Warga Maumere Kian Geram, Manajemen RSUD TC Hillers Terus Menunda Tangani Gundukan Sampah Medis Beraroma Busuk

redaksi - Minggu, 17 November 2024 11:26
Warga Maumere Kian Geram,  Manajemen RSUD TC Hillers Terus Menunda Tangani Gundukan Sampah Medis Beraroma BusukTumpukan sampah medis di TPS RSUD TC Hillers Maumere (sumber: PY)

MAUMERE (Floresku.com) -Warga yang berada di sekitar RSUD TC Hillers geram dan kecewa karena pihak manajemen rumah sakit lamban, bahkan terkesan mengabaikan penanganan sampah medik dengan dalih, insinerator, mesin pengolah sampah rusak.
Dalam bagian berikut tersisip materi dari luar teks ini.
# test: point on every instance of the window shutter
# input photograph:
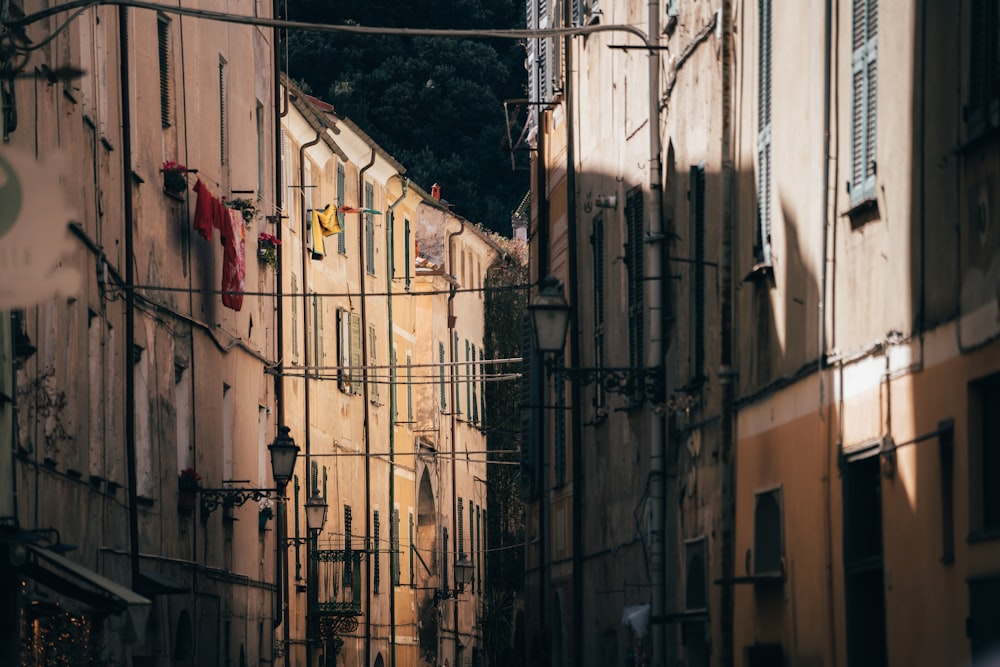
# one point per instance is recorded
(370, 229)
(295, 317)
(376, 553)
(634, 261)
(530, 392)
(597, 271)
(697, 207)
(342, 235)
(444, 393)
(348, 579)
(371, 373)
(762, 249)
(163, 52)
(357, 361)
(864, 92)
(461, 527)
Mereka kecewa karena keluhan yang disampaikan kepada pihak rumah sakit baik secara langsung mapun melalui media, tak digubris samasekali.

“Manajemen rumah sakit ini sudah tidak punya hati. Kami warga di sekitar tidak dianggap sebagai manusia yang berhak untuk hidup nyaman dan sehat. Sampah medik sudah menumpuk lebih dari dua bulan. Sekarang sudah mulai turun hujan, sehingga aroma busuk sudah menebar dan lalat-lalat sudah semakin mengganggu kenyamanan. Apakah kalau kami sakit mereka (rumah sakit, red) yang membiayai? Atau, jangan-jangan ini hanya trik agar kami jatuh sakit sehingga menjadi pasien mereka?,” ujar warga yang mengaku bernana Paula itu.  

Seminggu kemudian,  Floresku.com  menemui Direktur RSUD TC Hilleres dr Clara Y. Francis untuk mengonfirmasi pernyataannya kepada warta  setelah dengar pendapat di gedung DPRD tertanggal 04 Nopember 2024 siang.

Di hadapan wartawan, dr Clara menyatakan bahwa dalam 1 atau 2 hari ke depan sampah medis akan di angkut dan akan melibatkan jasa pengelola limbah B3 (pihak ketiga) dari Labuan Bajo.

"Sekarang sedang berproses dan pihak ke tiga ( jasa pengelola limbah B3) Labuan Bajo.
Kami harus packing semuanya menggunakan karung. Jadi tidak bisa begitu saja mereka ambil, jadi harus packing semua, pakai karung semua," ujarnya.

Untuk proses packingnya, teman-teman sudah lakukan dari hari jumat kemarin, Jadi kita harus timbang besarnya berapa, diinfokan supaya mereka (jasa pengelola limbah B3 Labuan Bajo) bisa menyiapkan armada angkutannya,” dia menambahkan.

Kini, sudah dua minggu, setelah membuat pernyataan kepada wartawan, keadaan di tempat penampungan tidak ada tanda-tanda adanya proses penanganan. 

Alih-alih menangani dengan melibatkan pihak ketiga (jasa pengelola limbah B3 Labuan Bajo), sekarang tumpukan sampah medis bahkan menjadi semakin tinggi, dan aroma busuknya semakin tengik.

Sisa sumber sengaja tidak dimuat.